A new neuro-symbolic architecture has lifted scores on the ARC-AGI-2 benchmark from 16% to 30.8%, according to a paper published on ArXiv by researchers at CoreThink-AI, without any task-specific fine-tuning or reinforcement learning.

The Abstraction and Reasoning Corpus (ARC), originally created by AI researcher François Chollet, is widely regarded as one of the hardest tests of machine general reasoning. Its second iteration, ARC-AGI-2, requires systems to identify abstract visual patterns and apply transformations to novel grid puzzles — a task that exposes the combinatorial brittleness of purely neural approaches and the perceptual limitations of purely symbolic ones.

Why Pure Neural and Pure Symbolic Systems Both Fall Short

The paper's central argument is that neither paradigm succeeds alone. Purely neural architectures — including large language models — can struggle to reliably generalise combinations of rules they haven't seen during training. Purely symbolic systems, by contrast, can struggle to ground abstract rules in messy visual inputs. The authors propose a three-stage pipeline designed to address both weaknesses simultaneously.

Separating perception, neural-guided transformation proposal, and symbolic consistency filtering improves generalisation without task-specific fine-tuning or reinforcement learning.

The system first extracts object-level structure from the input grids — essentially parsing raw pixel arrangements into meaningful units. It then uses neural priors, drawn from a large language model, to propose candidate transformations selected from a fixed domain-specific language (DSL) of atomic visual patterns inspired by how humans describe visual abstraction. Finally, a symbolic consistency filter cross-checks those proposed transformations across multiple examples before committing to an answer.

How the Numbers Break Down

On the public evaluation set of ARC-AGI-2, the base LLM alone scored 16% — a figure consistent with reported LLM performance on this benchmark class. The neuro-symbolic framework raised that to 24.4% independently. When the system was combined with ARC Lang Solver via a meta-classifier that selects between the two approaches, the combined score reached 30.8%. These benchmarks are self-reported by the authors and have not been independently verified at the time of publication.

The improvement of roughly 14.8 percentage points over the base LLM is meaningful in context. ARC-AGI-2 is deliberately constructed to resist pattern-matching and memorisation, so gains here are generally taken as evidence of genuine reasoning improvement rather than data leakage or overfitting.

What the Architecture Actually Does Differently

The framework's unit patterns — the basic building blocks in its DSL — are designed to mirror the kind of perceptual chunks humans use when solving visual puzzles: symmetry, repetition, colour groupings, object boundaries. By constraining the search space to these human-interpretable primitives, the system avoids the combinatorial explosion that plagues brute-force search methods.
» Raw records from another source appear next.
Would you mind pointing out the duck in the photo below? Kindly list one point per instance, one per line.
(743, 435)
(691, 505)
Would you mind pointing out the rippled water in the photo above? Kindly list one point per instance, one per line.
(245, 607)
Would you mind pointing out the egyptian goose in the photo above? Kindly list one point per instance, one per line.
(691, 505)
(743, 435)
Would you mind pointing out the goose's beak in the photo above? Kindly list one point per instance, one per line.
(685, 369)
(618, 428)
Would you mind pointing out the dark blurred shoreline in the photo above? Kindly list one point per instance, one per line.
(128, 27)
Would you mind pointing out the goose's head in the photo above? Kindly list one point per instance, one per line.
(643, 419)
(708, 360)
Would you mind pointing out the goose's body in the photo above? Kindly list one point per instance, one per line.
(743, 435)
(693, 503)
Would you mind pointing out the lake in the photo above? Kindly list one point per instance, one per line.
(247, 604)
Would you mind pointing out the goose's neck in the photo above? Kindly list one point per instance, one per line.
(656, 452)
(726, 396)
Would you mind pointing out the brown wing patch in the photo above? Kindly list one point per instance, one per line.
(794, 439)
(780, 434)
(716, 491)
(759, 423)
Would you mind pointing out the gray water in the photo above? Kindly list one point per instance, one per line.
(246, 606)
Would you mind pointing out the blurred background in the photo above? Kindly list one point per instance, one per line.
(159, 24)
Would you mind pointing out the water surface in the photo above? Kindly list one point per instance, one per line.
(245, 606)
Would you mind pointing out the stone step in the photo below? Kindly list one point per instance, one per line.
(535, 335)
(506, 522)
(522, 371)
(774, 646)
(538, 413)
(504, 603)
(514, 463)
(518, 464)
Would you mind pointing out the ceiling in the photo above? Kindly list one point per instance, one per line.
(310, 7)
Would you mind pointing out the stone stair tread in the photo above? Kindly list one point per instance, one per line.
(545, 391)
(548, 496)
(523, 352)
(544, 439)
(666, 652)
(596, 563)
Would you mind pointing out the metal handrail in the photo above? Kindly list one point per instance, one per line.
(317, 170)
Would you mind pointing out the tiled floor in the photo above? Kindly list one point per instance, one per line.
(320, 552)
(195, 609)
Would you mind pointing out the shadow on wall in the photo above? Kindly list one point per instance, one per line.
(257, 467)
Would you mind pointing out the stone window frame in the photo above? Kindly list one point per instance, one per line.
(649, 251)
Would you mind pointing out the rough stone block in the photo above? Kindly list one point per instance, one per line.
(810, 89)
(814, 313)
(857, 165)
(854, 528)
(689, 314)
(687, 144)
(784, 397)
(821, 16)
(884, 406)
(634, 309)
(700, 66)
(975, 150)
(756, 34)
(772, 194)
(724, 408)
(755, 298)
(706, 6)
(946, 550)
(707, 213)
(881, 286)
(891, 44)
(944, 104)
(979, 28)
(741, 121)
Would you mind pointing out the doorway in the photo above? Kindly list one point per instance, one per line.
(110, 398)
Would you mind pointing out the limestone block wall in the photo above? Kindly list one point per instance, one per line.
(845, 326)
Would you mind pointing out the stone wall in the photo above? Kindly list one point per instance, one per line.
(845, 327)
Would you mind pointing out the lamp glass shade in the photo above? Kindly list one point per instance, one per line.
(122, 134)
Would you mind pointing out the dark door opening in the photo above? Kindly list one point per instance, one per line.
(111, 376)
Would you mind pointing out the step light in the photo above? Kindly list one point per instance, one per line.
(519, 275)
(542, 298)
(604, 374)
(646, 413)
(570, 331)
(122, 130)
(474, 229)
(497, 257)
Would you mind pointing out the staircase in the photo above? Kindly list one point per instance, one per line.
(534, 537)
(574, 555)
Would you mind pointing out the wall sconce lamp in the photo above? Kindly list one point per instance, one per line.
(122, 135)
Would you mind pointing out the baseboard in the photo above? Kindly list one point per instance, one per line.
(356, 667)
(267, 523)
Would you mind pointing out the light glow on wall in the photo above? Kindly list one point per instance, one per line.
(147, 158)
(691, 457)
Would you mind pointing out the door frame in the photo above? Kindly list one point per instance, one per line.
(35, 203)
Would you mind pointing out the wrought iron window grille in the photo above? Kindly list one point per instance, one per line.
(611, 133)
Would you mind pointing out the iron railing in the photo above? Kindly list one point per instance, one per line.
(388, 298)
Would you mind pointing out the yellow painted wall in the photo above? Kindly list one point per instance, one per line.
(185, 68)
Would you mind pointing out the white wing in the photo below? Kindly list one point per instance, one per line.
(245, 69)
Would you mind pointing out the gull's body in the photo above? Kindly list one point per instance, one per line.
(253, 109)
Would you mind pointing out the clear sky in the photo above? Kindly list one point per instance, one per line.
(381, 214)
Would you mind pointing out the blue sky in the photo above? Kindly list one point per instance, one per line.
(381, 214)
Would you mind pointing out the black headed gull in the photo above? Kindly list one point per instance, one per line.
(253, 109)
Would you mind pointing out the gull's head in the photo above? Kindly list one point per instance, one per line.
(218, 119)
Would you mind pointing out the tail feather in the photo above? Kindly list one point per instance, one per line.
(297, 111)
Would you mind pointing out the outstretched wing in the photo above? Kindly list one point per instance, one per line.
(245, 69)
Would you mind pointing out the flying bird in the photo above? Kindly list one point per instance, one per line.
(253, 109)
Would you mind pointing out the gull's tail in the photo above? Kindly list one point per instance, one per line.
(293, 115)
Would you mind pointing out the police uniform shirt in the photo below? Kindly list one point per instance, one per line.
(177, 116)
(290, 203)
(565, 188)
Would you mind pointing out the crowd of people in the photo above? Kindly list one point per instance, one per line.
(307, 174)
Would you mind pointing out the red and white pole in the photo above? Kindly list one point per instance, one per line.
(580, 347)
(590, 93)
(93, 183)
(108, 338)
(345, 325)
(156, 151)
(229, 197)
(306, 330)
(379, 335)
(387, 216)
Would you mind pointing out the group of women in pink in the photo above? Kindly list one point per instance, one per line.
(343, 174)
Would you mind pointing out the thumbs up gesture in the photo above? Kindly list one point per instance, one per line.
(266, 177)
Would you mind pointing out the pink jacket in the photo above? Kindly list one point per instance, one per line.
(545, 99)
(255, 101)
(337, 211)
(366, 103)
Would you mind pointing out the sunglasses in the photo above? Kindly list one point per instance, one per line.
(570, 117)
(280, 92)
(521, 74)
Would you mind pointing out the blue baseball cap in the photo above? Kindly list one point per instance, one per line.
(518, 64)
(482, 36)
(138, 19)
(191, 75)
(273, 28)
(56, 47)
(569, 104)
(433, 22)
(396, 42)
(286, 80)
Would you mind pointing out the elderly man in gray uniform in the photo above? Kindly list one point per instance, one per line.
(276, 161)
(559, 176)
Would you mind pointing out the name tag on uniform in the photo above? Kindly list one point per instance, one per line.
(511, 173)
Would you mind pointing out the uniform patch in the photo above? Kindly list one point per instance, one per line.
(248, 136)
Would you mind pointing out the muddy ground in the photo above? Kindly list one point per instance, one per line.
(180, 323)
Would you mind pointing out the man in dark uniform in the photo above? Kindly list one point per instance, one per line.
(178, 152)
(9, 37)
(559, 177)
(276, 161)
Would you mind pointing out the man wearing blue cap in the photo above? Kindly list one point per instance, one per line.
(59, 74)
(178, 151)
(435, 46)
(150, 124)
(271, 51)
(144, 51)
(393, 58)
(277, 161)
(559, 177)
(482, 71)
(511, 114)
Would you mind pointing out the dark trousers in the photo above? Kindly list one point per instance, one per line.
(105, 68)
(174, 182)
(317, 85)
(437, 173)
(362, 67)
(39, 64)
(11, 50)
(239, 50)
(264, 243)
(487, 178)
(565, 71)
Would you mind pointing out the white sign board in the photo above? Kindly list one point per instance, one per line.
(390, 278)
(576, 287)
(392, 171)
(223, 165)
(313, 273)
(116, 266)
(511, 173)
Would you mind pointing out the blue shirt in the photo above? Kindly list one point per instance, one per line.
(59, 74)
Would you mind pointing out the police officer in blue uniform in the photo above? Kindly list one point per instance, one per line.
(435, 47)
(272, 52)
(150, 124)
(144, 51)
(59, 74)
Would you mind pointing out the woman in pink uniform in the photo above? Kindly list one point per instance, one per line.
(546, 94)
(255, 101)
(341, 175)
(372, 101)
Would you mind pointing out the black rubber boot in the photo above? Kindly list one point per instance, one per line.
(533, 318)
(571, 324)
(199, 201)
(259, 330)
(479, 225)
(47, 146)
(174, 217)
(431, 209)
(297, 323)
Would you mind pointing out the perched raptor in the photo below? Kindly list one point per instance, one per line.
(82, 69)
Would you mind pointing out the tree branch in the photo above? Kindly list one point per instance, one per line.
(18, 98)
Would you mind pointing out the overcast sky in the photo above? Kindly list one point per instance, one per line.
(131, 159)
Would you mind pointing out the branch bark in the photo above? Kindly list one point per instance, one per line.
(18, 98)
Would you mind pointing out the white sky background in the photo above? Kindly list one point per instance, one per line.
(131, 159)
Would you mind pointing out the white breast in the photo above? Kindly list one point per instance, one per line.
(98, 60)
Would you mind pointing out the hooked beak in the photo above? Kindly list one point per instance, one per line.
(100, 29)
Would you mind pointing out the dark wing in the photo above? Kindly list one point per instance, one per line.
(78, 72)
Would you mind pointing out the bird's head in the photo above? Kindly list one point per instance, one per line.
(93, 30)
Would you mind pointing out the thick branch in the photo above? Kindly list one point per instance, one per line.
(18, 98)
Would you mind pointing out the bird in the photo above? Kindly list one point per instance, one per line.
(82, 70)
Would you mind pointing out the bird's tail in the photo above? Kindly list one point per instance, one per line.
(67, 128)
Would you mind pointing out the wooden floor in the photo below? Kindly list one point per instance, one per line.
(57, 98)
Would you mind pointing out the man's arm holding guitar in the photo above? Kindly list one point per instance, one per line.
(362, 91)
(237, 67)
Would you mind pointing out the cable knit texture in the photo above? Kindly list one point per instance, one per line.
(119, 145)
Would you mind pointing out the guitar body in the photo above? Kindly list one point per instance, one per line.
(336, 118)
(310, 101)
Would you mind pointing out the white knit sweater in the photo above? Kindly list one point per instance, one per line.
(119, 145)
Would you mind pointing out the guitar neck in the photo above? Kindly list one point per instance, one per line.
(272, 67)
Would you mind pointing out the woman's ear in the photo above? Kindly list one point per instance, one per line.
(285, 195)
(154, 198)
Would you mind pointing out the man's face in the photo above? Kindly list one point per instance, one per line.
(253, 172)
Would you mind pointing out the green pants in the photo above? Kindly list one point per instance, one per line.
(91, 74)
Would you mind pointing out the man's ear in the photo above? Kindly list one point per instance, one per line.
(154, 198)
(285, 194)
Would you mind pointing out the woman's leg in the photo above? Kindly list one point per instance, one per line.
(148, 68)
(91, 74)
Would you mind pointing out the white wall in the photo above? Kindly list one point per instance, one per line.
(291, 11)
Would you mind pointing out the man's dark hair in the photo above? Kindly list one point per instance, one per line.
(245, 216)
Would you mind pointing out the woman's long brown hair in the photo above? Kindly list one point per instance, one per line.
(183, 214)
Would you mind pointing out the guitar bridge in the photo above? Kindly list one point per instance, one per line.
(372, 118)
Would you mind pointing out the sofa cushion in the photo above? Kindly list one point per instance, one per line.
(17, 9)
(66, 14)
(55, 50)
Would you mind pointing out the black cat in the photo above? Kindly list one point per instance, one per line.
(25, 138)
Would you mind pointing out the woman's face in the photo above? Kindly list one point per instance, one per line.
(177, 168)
The authors argue their approach reduces reliance on sampling-based test-time scaling — the technique of generating thousands of candidate answers and selecting the most common one. That method is computationally expensive and scales poorly. The neuro-symbolic pipeline instead uses structured hypothesis filtering to reach answers more efficiently.

The code has been released publicly at the CoreThink-AI GitHub repository, which allows independent researchers to reproduce results and extend the framework.

What Comes Next for ARC Performance

The paper positions this work as complementary to, rather than competing with, existing LLM-based solvers — the meta-classifier combination being the clearest illustration of that philosophy. Future directions implied by the architecture include expanding the DSL to cover more transformation types, improving the object-extraction stage for more complex grids, and testing whether the same pipeline transfers to reasoning domains beyond visual pattern matching.

ARC-AGI-2 was released in 2025 as a harder successor to the original ARC benchmark, with its creators explicitly designing it to be resistant to the test-time compute scaling strategies that had begun to inflate scores on ARC-AGI-1. A score above 30% on ARC-AGI-2 from a system that does not use fine-tuning is a notable data point in that ongoing contest.

What This Means

For researchers and developers working on general-purpose reasoning, this paper offers concrete evidence that hybrid neuro-symbolic architectures can outperform both of their component parts — and that structured abstraction, not more compute, may be a durable path toward robust generalisation.